江夏豊の伝説、江川卓の「禁断トレード」…球界を震撼させた衝撃の“3大移籍劇”の内幕

「野村再生工場」に再生された2人の名選手

◆江夏豊(阪神)⇔ 江本孟紀(南海)/1976年
阪神のエースとして君臨していた江夏。そんな江夏を持て余していた阪神・吉田義男監督から懇願される形で南海・野村克也監督がトレードを受諾。

阪神からは江夏に加え外野の望月充、南海からは投手の江本と長谷川勉、池内豊、外野手の島野育夫による「2対4」のトレードが成立した。江夏、江本という両球団のエース同士を含む大型トレードは、ファンにも衝撃を与えた。

江夏は野村克也監督の下でリリーフに転向。南海移籍2年目の1977年に制定された「最優秀救援投手(パ・リーグ)」のタイトル第1号となり、以後「ストッパー」の地位を確立させた。

以後、広島、日本ハム、西武で「優勝請負人」として活躍し、野村監督は「野村再生工場」と呼ばれるようになった。

江本も阪神のエースとなるが、1981年に「ベンチがあほやから」発言で首脳陣を批判し、突如引退した。

過去をさかのぼっても極めて少ない「禁断のトレード」

◆小林繁(巨人)⇔ 江川卓(阪神)/1979年
1978年のドラフトで阪神は、前年ドラフトでクラウンライター(現・埼玉西武ライオンズ)の指名を受け入団を拒否し、1年浪人していた法大卒の江川を引き当てた。

だが、巨人はドラフト前日の「空白の1日」で江川と契約していたと主張。セ・リーグ事務局はこの契約を無効として江川の選手登録を却下。それに抗議した巨人はドラフト会議をボイコットした。

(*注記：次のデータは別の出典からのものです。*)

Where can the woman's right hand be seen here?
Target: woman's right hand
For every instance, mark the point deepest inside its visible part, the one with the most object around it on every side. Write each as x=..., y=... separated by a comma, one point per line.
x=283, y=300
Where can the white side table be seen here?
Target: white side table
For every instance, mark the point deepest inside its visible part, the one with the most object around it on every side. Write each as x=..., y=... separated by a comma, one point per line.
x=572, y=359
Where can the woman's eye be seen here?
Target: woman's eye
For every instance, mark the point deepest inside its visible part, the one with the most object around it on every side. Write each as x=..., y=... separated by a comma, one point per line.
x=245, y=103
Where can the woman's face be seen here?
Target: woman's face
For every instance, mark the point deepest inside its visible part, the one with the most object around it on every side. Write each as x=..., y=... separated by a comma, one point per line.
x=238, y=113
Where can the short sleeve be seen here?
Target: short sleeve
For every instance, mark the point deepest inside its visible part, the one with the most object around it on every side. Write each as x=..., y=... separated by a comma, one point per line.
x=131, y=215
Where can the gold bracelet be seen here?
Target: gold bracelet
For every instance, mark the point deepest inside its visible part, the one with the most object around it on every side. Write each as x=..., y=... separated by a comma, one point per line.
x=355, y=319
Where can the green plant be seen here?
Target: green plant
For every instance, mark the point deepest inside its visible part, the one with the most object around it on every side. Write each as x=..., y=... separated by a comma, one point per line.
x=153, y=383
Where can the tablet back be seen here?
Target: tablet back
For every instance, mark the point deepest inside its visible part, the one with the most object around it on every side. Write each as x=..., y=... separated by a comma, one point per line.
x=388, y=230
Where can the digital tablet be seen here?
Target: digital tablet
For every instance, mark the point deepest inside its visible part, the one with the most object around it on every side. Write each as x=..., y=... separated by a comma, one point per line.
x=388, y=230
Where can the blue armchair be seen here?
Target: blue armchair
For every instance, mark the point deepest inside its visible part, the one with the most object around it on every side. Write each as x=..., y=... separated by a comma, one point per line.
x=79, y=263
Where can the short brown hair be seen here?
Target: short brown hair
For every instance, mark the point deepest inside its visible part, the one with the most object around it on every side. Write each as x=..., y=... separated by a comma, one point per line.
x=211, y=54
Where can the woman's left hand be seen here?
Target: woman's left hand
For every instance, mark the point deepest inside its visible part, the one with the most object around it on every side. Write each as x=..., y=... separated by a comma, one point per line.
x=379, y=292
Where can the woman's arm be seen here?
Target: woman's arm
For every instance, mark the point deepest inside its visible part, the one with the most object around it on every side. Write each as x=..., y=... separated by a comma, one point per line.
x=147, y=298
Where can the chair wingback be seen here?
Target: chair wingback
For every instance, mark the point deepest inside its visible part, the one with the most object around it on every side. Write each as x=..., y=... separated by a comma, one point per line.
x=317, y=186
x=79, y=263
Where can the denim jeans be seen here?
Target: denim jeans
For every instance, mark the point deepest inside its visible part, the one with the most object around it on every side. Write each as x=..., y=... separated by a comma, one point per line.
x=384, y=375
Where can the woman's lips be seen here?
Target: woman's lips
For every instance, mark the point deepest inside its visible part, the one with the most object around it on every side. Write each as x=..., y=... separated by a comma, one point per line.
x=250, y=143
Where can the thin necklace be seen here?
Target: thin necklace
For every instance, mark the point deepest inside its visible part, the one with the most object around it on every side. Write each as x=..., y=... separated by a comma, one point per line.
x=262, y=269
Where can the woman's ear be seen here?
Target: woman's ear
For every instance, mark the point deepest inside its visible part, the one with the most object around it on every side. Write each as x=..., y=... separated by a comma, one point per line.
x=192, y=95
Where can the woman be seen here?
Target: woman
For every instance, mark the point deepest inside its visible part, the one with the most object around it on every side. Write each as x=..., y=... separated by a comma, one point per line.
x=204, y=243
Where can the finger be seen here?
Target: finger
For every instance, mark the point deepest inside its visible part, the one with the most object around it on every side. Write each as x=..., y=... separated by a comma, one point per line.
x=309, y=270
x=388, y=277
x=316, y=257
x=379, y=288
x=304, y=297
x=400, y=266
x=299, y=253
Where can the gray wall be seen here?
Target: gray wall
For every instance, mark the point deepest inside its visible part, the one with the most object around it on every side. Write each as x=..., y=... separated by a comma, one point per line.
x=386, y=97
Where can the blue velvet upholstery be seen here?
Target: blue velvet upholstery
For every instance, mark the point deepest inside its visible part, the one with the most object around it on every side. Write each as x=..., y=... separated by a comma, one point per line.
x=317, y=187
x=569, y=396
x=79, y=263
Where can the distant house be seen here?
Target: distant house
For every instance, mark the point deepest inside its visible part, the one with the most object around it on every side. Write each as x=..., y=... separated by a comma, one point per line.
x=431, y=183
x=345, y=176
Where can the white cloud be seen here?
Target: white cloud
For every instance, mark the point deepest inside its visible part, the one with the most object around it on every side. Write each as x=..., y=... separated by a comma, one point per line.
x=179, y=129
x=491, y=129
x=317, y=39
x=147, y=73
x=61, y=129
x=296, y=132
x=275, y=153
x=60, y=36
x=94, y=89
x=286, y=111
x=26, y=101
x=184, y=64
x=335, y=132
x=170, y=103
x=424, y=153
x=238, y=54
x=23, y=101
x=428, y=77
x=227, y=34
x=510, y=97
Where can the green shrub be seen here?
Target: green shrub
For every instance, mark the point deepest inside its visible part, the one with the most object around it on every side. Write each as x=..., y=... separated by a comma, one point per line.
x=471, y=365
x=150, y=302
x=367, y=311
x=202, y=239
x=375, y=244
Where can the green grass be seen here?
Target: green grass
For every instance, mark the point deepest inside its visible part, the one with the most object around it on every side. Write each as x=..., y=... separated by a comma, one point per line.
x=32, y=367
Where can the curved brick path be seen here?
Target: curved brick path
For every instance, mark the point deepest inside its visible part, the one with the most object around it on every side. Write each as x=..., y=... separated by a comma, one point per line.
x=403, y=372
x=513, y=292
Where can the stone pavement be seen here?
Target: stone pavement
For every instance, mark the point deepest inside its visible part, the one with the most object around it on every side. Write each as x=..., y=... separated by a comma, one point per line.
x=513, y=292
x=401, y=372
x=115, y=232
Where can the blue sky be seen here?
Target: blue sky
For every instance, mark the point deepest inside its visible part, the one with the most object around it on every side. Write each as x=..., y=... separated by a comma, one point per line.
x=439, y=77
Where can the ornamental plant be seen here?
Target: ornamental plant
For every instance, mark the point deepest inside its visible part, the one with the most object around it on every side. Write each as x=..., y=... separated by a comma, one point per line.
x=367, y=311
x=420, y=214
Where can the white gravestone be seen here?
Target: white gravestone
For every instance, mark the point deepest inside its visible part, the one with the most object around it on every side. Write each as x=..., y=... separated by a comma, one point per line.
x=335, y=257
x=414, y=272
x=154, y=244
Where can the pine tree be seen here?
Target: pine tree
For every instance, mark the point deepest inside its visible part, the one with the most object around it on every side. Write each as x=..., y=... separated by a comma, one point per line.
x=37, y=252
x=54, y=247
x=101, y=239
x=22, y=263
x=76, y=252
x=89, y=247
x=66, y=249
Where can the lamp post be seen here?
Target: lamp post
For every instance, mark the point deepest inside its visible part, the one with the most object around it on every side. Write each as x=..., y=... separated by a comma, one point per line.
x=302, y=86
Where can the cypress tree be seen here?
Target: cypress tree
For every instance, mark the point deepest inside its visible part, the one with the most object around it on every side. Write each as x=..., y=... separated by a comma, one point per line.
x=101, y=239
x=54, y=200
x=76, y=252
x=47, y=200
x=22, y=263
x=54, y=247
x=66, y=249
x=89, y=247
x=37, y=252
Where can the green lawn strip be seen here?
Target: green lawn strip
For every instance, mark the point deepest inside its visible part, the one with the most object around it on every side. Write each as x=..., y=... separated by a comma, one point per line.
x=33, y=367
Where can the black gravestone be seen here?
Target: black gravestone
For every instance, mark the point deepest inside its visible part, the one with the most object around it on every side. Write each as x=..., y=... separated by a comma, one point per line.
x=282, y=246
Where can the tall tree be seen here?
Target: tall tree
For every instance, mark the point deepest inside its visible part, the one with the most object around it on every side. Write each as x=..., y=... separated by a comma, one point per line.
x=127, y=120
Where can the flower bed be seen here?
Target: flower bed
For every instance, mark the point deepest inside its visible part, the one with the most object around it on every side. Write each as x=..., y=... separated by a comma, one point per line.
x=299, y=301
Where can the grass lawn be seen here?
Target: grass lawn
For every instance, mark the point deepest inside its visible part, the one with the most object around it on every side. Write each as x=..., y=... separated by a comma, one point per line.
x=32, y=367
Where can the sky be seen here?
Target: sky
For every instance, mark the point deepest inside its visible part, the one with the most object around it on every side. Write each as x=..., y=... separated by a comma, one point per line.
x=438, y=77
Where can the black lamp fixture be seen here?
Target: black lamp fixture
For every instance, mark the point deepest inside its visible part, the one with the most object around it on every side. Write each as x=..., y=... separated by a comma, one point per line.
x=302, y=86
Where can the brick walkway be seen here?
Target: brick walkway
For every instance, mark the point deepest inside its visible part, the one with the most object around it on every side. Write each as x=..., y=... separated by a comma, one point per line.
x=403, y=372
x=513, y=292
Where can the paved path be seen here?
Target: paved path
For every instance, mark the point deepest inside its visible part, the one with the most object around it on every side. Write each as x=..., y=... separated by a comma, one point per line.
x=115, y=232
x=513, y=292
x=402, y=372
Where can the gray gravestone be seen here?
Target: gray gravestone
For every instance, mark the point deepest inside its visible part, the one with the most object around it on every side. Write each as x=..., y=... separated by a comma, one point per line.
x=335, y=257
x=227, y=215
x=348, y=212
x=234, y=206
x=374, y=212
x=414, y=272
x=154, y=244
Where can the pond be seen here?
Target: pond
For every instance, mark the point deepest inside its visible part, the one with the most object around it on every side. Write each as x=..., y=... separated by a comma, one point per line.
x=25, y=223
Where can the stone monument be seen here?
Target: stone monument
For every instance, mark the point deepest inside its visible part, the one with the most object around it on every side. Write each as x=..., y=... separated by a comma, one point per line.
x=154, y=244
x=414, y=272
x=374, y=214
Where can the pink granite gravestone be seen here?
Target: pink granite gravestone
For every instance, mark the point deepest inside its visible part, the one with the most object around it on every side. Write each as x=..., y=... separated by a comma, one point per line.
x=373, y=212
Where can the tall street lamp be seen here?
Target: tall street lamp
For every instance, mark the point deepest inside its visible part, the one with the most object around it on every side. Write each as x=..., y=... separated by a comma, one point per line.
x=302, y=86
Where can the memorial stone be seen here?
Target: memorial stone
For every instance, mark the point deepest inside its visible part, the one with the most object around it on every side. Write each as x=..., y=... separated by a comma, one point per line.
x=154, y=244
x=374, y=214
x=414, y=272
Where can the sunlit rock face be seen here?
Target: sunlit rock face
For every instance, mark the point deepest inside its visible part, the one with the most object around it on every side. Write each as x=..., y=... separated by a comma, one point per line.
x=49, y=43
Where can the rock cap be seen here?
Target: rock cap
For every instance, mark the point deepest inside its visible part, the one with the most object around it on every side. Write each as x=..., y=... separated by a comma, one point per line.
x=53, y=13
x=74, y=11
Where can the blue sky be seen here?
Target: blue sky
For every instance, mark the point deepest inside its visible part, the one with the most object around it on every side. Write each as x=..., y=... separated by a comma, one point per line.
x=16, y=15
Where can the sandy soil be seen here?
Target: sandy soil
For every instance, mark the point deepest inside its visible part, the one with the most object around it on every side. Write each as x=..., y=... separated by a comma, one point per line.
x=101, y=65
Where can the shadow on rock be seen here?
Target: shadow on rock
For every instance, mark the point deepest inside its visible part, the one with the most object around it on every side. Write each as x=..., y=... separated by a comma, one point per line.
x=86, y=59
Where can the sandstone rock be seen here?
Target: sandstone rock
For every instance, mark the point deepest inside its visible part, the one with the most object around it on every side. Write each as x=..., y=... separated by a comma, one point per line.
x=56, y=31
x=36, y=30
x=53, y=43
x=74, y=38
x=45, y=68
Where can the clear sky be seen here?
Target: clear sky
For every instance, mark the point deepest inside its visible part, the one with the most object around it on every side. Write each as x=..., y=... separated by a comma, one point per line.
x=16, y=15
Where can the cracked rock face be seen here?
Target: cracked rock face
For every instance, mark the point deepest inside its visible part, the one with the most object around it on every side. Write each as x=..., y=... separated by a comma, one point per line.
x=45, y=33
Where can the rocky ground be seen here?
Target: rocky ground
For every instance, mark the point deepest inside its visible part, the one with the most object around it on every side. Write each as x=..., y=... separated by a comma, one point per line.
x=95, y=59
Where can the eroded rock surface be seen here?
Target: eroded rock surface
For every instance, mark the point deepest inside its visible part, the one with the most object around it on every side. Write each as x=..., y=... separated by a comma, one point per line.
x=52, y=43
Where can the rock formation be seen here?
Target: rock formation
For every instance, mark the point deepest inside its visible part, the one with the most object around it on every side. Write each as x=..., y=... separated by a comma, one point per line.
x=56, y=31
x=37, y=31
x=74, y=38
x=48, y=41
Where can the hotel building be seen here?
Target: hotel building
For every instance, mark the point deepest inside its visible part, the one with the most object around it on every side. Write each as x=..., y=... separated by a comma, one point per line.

この問題はこじれにこじれ、日本中が注目する大事件となったが、最終的に当時の金子鋭コミッショナーの裁定で、阪神が江川を獲得した上で即日巨人にトレードすることとなった。

阪神が指名したトレードの相手はエースの小林。「悲劇のヒーロー」と言われた小林は「ジャイアンツだけには負けたくない」と、この年、巨人戦8勝(無敗)を含む22勝(自身初の最多勝)、防御率2.89という成績を挙げ2年ぶりの沢村賞を獲得。この活躍で、“宿敵”巨人を5位に沈める。小林は巨人で3年連続、阪神で5年連続2ケタ勝利のまま現役を引退した。

一方の江川は1年目は9勝に終わったが、2年目の’80年と翌’81年に最多勝のタイトルを獲得し、8年連続2ケタ勝利のまま引退。巨人がエース・小林を放出してまで欲しがるほどの怪物ぶりを発揮した。

ただ、何度も沢村賞を受賞する大投手になるだろうと期待された江川が、引退までに一度もその賞を受賞できなかったことは、なんとも皮肉な結果だと言える。

小林は通算139勝、江川は通算135勝。ドラフト指名に伴う、まさに悲喜こもごもの「人間ドラマ」を生んだ“トレード”だった。